Founded in Seoul in 2015, Dot has developed technology that creates a tactile graphics display for people who are visually impaired. Dot Pad, its latest release, is a tablet that can display any visual content from any source using its Dot Image Processing and actuator technology. This makes images tactile through 2,400 pins in a pixel-like grid that can be set up to form letters, shapes, and charts. Dot Pad is the winner of Fast Company’s World Changing Ideas Award in the Asia-Pacific category.
Launched in 2022, Dot Pad uses AI to analyze and segment digital images, and through a partnership with Apple, its technology integrates with iOS and iPadOS. The Dot Pad can be invoked with a gesture, showing whatever the highlighted item is on the screen.
There’s the potential for a range of uses, notably with graphs and charts that can be hard to represent visually. But this device could have particular salience for children who are visually impaired, since so much early learning is done with pictorial representations.
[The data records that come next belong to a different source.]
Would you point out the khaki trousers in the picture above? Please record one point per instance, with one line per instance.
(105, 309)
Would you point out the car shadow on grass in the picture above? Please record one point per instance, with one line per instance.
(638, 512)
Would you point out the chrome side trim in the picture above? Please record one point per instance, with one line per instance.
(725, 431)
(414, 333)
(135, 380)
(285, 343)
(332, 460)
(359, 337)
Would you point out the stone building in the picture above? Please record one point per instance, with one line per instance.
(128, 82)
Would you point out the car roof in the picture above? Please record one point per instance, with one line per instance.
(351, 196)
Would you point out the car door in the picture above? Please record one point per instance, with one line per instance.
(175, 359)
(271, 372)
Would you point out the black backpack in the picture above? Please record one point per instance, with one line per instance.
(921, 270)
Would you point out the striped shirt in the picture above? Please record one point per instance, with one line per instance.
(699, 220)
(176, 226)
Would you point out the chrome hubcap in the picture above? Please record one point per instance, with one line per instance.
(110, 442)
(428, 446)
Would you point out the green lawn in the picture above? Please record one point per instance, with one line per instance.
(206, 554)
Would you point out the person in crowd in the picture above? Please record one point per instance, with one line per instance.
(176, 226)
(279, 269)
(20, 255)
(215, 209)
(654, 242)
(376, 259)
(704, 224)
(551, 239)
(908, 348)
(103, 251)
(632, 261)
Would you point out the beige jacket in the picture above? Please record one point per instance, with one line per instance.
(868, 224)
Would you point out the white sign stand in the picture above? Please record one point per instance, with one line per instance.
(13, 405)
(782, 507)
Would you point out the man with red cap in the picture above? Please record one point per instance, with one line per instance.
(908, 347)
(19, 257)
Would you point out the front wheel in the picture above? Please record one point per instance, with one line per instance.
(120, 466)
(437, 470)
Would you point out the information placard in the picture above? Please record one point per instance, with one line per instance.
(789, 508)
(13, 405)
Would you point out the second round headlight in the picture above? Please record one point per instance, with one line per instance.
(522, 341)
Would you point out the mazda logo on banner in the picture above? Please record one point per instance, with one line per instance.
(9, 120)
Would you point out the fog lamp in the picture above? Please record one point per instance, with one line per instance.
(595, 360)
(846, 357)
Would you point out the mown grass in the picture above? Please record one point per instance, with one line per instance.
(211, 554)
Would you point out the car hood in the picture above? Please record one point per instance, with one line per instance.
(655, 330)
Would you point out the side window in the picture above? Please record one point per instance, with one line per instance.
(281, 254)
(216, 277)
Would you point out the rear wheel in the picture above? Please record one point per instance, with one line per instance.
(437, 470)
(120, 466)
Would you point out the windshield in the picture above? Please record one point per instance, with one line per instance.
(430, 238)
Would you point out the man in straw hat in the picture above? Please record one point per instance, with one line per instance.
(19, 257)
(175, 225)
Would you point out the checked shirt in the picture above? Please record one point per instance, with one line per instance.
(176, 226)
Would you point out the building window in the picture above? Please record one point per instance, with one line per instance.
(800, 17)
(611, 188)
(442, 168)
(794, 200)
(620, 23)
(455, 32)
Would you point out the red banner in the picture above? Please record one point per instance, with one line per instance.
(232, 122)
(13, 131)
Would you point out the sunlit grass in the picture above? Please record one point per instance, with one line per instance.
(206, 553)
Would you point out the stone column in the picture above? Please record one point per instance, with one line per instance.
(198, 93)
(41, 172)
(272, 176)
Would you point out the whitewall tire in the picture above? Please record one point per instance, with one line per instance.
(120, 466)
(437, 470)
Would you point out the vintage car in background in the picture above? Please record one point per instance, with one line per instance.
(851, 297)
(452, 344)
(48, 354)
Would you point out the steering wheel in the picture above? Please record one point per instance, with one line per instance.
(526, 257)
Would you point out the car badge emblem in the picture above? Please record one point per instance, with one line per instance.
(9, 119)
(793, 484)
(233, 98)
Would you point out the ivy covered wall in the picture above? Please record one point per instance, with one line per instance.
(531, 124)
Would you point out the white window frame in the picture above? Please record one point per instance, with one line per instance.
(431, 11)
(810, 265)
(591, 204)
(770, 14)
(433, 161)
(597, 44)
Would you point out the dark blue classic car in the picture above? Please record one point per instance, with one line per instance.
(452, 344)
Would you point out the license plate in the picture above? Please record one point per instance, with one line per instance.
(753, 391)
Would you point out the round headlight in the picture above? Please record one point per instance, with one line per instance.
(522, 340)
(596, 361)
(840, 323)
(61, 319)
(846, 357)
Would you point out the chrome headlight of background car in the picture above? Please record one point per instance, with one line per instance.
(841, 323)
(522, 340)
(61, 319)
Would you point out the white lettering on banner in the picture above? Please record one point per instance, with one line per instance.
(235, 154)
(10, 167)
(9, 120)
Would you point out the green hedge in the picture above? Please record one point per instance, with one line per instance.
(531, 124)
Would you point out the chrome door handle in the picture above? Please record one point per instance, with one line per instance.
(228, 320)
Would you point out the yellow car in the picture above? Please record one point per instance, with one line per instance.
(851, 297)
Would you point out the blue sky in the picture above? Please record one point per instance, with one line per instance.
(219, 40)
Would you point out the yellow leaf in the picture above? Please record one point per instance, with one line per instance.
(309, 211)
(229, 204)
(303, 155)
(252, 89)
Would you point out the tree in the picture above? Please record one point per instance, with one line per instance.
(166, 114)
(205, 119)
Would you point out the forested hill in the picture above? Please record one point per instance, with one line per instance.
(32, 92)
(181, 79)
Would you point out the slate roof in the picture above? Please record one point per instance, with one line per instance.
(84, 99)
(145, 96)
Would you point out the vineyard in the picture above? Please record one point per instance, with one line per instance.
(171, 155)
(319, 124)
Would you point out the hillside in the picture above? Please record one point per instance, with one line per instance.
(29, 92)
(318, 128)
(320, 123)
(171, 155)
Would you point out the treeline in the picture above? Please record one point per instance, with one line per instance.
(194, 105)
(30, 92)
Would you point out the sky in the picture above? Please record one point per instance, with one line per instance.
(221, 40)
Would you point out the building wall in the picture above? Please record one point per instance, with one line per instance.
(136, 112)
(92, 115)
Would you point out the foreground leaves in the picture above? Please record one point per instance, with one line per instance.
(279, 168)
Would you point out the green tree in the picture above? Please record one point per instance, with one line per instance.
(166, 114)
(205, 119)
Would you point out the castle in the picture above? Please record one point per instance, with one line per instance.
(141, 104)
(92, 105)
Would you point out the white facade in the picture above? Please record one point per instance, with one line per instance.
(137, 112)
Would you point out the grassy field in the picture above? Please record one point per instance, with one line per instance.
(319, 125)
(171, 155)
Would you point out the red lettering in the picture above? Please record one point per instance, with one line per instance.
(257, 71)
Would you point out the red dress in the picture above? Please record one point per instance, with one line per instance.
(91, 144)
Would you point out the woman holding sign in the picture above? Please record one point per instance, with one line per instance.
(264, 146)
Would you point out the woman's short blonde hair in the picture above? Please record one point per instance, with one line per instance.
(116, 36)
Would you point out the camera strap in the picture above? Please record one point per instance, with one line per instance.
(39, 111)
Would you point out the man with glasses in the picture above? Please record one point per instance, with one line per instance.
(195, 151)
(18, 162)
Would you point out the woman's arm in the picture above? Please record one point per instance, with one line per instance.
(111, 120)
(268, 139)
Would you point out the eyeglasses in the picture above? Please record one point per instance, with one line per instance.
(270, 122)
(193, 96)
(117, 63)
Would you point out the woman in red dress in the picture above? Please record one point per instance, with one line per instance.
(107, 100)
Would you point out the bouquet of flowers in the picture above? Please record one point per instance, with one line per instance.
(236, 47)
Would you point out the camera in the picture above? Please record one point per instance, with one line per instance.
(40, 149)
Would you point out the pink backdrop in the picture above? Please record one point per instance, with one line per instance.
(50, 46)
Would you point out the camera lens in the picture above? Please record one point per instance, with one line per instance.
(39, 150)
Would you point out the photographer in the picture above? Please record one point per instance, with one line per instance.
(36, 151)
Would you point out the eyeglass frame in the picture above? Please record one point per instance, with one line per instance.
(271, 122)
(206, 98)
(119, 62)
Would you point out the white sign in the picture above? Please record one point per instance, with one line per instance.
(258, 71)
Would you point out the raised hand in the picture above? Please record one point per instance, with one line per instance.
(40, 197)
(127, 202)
As TechCrunch noted, “A child growing up with a visual impairment misses out on a lot, and being able to easily illustrate things like letters, shapes, and simple images others take for granted is potentially a game-changing addition to K-12 education.”
Before Dot Pad, Dot had successfully digitized text-to-Braille communications and launched products like a tactile smartwatch that sells for around $300—much closer to standard devices as opposed to those with “active” Braille technology that can be more expensive.
Dot Pad will be making its full launch this year, and the company’s partnerships with the University of California, Berkeley, Carnegie Mellon and McGill universities are aimed at ensuring the device is widely available and accessible. Dot also says it shares its technology with competitors so that tactile graphics can be incorporated more universally; the company’s ideal is that users with visual impairments won’t have to pay for the devices.